Dans l’étape une de GWAS (542 patients atteints d’IPF, 542 sujets témoins appariés aux cas par estimation d’ascendance génétique), nous avons identifié 20 loci. Six SNPs ont atteint la significativité sur le plan pangénomique à l’étape deux (544 patients, 687 sujets témoins) : trois SNPs TOLLIP (rs111521887, rs5743894, rs5743890) et un SNP MUC5B (rs35705950) à 11p15.5 ; un SNP MDGA2 (rs7144383) à 14q21.3 ; et un SNP SPPL2C (rs17690703) à 17q21.31. L’étape trois (324 patients, 702 sujets témoins) a confirmé les associations pour tous ces SNPs, sauf pour rs7144383. Le déséquilibre de liaison entre le SNP MUC5B (rs35705950) et les SNPs TOLLIP (rs111521887 [r2=0 ,07], rs5743894 [r2=0,16], et rs5743890 [r2=0,01] était faible. 683 patients de GWAS ont été inclus dans l’analyse de mortalité. Les sujets qui ont développé une IPF, malgré l’effet protecteur de l’allèle mineur TOLLIP de rs5743890, étaient porteurs d’un risque de mortalité augmenté (méta-analyse sur modèle à effet fixe : hazard ratio 1,72 [Intervalle de Confiance – IC – 95% 1,24-2,38] ; p=0,0012). L’expression de TOLLIP était diminuée de 20% chez les sujets porteurs de l’allèle mineur de rs5743890 (p=0,097), de 40% chez ceux porteurs de l’allèle mineur de rs111521887 (p=3,0x10-4), et de 50% chez ceux porteurs de l’allèle mineur de rs5743894 (p=2,93x10-5), en comparaison des porteurs homozygotes des allèles communs pour ces SNPs.
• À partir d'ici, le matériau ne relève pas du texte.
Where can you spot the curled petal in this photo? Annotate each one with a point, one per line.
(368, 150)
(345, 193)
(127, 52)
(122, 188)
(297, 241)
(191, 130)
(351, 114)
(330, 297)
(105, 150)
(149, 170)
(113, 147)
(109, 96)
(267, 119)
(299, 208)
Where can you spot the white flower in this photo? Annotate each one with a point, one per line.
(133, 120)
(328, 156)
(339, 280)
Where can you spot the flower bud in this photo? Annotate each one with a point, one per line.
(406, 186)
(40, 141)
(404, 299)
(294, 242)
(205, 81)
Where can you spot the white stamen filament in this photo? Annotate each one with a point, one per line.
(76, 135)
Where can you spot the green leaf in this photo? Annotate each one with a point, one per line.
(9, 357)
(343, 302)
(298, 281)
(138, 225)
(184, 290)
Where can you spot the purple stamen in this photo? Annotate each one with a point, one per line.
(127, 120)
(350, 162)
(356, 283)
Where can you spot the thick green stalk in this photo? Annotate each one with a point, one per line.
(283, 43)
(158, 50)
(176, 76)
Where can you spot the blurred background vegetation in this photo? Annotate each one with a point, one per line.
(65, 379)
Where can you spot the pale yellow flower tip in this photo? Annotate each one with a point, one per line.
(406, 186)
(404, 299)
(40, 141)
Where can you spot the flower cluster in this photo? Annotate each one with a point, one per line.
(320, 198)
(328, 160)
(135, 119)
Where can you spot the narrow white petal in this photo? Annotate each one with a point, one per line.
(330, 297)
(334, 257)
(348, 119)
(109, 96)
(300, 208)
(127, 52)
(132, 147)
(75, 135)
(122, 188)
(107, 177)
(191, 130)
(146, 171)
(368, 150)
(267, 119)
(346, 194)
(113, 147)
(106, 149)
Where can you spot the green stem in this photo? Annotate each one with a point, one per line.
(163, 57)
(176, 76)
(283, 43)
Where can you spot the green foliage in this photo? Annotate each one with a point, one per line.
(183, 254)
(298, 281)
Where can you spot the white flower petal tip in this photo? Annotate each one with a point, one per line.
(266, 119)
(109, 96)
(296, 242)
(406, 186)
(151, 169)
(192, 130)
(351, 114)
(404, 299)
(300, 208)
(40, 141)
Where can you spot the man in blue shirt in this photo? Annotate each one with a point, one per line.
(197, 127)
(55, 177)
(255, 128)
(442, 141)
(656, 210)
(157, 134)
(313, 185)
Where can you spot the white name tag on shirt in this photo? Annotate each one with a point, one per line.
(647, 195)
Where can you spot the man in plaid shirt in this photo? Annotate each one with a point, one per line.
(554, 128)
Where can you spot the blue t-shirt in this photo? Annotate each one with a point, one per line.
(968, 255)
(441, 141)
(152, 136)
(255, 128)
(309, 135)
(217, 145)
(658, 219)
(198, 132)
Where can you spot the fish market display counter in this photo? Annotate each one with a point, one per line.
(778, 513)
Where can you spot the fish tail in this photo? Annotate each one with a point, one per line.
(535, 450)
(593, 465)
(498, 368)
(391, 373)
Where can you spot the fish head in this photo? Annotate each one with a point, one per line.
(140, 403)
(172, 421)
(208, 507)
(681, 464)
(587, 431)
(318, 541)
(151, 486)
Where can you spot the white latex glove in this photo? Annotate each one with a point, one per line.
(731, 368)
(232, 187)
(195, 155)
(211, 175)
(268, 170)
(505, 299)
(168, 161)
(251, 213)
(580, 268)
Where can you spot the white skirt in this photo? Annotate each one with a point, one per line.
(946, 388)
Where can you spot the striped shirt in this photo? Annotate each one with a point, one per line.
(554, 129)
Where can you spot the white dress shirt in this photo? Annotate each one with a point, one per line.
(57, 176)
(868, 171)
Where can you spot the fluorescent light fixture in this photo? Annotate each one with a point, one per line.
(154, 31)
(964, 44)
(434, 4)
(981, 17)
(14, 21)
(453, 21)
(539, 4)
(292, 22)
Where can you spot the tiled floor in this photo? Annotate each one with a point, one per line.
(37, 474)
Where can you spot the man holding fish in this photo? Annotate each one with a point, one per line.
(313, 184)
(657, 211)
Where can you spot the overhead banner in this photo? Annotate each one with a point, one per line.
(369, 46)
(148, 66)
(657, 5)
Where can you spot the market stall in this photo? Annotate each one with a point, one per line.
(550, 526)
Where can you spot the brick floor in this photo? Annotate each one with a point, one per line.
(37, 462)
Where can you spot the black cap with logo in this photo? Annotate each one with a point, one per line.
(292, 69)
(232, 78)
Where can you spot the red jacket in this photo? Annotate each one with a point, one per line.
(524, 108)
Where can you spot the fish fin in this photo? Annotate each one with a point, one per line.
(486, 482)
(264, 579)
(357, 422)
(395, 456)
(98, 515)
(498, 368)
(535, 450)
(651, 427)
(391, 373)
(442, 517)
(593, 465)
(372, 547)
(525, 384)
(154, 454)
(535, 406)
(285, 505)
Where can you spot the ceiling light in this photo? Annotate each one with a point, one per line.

Les variantes nouvelles dans TOLLIP et SPPL2C sont associées à une susceptibilité à l’IPF. Une nouvelle variante de TOLLIP, rs5743890, est également associée à la mortalité. Ces associations, ainsi qu’une expression diminuée de TOLLIP chez les patients porteurs de SNPs TOLLIP, amplifient l’importance à accorder à ce gène. Prof Imre Noth MD et al, in The Lancet Respiratory Medicine, Early Online Publication, 17 April 2013

Financement: National Institute of Health (NIH); National Heart, Lung, and Blood Institute; Pulmonary Fibrosis Foundation; Coalition for Pulmonary Fibrosis; and Instituto de Salud Carlos III.